Le projet de construction est confié à A. Sadet, architecte à Brest, 18 rue Traverse. Il faut attendre encore deux ans avant la mise en adjudication des travaux.
• 7 juin 1909 : première adjudication.
Huit entreprises postulent. Mais le minimum de rabais fixé à 3 % n’est pas atteint et l’adjudication est déclarée sans résultat.
• 19 juillet 1909 : nouvelle adjudication.
Deux entreprises postulent. L’adjudicataire est M. Théodore Arhan, entrepreneur à Brest, qui accorde un rabais de 7 %.
• 13 août 1910 : réception définitive des travaux qui ont coûté 21 091,37 F.
L’école mixte du hameau de La Trinité ouvre en septembre 1910.
Une nouvelle école est construite à la fin des années 1960. Elle prend le nom d’Anita Conti, première femme océanographe française (1899-1997).

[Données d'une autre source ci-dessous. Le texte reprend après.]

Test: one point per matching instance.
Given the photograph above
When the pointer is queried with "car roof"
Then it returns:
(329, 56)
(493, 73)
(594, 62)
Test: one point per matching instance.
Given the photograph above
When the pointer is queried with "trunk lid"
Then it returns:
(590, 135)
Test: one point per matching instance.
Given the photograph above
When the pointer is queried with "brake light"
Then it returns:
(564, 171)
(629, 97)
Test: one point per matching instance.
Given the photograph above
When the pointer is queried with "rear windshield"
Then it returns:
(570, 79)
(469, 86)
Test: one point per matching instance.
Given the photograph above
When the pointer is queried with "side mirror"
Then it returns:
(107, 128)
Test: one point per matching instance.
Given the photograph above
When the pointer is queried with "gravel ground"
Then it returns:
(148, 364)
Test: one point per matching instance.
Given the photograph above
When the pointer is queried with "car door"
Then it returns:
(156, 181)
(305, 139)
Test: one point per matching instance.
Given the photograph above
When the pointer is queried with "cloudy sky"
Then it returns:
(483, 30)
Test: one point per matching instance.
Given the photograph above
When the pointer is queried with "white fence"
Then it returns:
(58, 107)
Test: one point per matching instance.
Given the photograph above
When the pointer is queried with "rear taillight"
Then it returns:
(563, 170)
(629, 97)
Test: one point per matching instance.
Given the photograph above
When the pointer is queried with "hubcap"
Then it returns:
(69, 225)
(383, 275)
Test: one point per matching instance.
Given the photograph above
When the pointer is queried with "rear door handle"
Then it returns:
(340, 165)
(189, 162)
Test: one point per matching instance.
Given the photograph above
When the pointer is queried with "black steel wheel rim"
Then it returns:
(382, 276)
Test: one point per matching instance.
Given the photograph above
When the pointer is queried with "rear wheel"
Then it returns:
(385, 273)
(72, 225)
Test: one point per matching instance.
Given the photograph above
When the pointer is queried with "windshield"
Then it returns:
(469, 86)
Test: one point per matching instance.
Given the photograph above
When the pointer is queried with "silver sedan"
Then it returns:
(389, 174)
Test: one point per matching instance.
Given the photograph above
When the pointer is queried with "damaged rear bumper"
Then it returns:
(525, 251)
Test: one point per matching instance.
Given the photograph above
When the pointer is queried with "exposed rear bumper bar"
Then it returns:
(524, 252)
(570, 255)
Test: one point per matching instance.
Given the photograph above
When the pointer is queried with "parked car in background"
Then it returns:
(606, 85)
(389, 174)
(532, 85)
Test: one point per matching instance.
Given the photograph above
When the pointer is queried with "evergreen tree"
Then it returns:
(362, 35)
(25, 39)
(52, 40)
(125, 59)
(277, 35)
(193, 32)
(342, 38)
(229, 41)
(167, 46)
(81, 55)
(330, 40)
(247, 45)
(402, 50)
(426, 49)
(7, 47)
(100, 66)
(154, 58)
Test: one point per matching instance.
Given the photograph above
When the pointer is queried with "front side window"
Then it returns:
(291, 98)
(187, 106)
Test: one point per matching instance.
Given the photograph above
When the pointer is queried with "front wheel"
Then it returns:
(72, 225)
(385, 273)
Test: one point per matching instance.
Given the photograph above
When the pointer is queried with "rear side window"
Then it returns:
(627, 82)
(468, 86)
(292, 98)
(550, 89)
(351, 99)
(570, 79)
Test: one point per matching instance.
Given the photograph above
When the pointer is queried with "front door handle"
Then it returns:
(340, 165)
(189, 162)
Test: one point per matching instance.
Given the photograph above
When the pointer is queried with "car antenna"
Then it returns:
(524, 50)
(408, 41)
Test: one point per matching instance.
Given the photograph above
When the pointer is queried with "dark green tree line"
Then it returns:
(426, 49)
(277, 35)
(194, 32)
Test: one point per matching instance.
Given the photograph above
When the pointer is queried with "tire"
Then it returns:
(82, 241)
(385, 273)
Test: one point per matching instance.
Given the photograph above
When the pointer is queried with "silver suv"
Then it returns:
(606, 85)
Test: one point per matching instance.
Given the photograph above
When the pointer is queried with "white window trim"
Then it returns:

À la rentrée 2022/2023, elle accueille 326 élèves [7].
L’ancienne école accueille à présent des associations.
[1] CHALOPIN (Michel), L’enseignement mutuel en Bretagne de 1815 à 1850, Éducation. Université Rennes 2, 2008, p. 15-16.
[2] Estimation de population effectuée d’après les dénombrements de population des communes rurales. Archives départementales du Finistère, série 6 M.
[4] Préfecture du Morbihan, liste des préfets du Morbihan de 1800 à nos jours, p. 21.
[5] Bibliothèque historique de l’Éducation, loi sur la constructions des écoles, 1878.
[6] Archives nationales, F/17/*/2847. Ministère de l’Instruction publique. Enquête sur la situation des écoles primaires en 1884 : statistiques fournies par les instituteurs et institutrices.